Most acknowledge that the Supplemental Poverty Measure (SPM) has improved the validity of poverty measurement, but SPM implications for rural poverty are subject to debate. Until recently, rural populations have been described as experiencing higher poverty on the basis of the Official Poverty Measure, as well as barriers to safety net participation (Jensen & Ely, 2017; Lichter & Schafft, 2016; Sherman, 2014). However, Nolan et al. (2017) showed that, relative to urban areas, rural populations have experienced lower poverty and higher safety net participation since the early 1990s (Nolan et al., 2017; Rothwell & Thiede, 2018), thus “overturn[ing] conventional wisdom that rural poverty has been greater than urban poverty over the past fifty years” (Warlick, 2017, p. 389). While these differences are partly attributable to the SPM’s use of geographic adjustments (Nolan et al., 2017), we suspect that other trends contribute to what we call the SPM’s face validity problem.

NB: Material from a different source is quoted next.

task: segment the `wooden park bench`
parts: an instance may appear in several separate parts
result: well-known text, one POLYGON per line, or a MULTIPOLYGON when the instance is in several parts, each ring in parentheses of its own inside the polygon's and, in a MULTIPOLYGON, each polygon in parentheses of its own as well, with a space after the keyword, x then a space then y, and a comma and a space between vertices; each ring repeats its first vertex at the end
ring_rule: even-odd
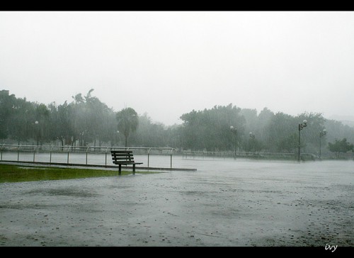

We turn to Gornick & Smeeding’s (2018) framework of three “institutional arenas” of redistribution (p. 21.1): predistribution, private redistribution, and public redistribution. We ask: 1) What are the differences in these arenas across the Metro/Nonmetro space? 2) How do the three arenas relate to SPM poverty? 3) What are the implications for our understanding of rural and urban poverty?
Methods
We pooled Current Population Survey (CPS) data across 2016 to 2018 (Flood et al., 2018), and merged them with state-level policy data (University of Kentucky, 2018; National Council of State Legislature, 2019). We used descriptive statistics to depict the rural experience of the redistributive categories overall, and across metro space. We calculated static counterfactual SPM poverty rates with and without private income transfers for four market-income-to-SPM poverty categories following Moffitt (2015).
Results
We find that Metro households were more likely to live in a state with predistributive policy conditions likely to favor redistribution: e.g., 60 % of Nonmetro households lived in states with a right-to-work law (discouraging unionization), vs. 47% in Metro. Private transfers were associated with a reduction of over 1 pp in the SPM poverty rate (p<0.001). No difference is observed between Metro and Nonmetro in the proportion of households who rely on private redistribution, yet the reduction associated with private transfers was higher for Metro households in deep poverty than Nonmetro households (p<0.001). Like others, we find that a higher proportion of Nonmetro households access public income sources (61%, vs. 52% of Metro households).
Conclusions and Implications
We show preliminary evidence that the major redistributive levers function differently across the rural-urban continuum, and likely contribute to the SPM’s face validity problem. State-level predistributive policy variables suggest that Nonmetro households operate under considerably different policy conditions than Metro households. Rural Americans in deep poverty may be at a relative disadvantage, given lower access to private transfers. In the full paper, we incorporate adjustments for program participation under-reporting (Parolin 2019) and account for more diverse measures. We also explore how this framework can be applied historically prior to welfare reform in 1996.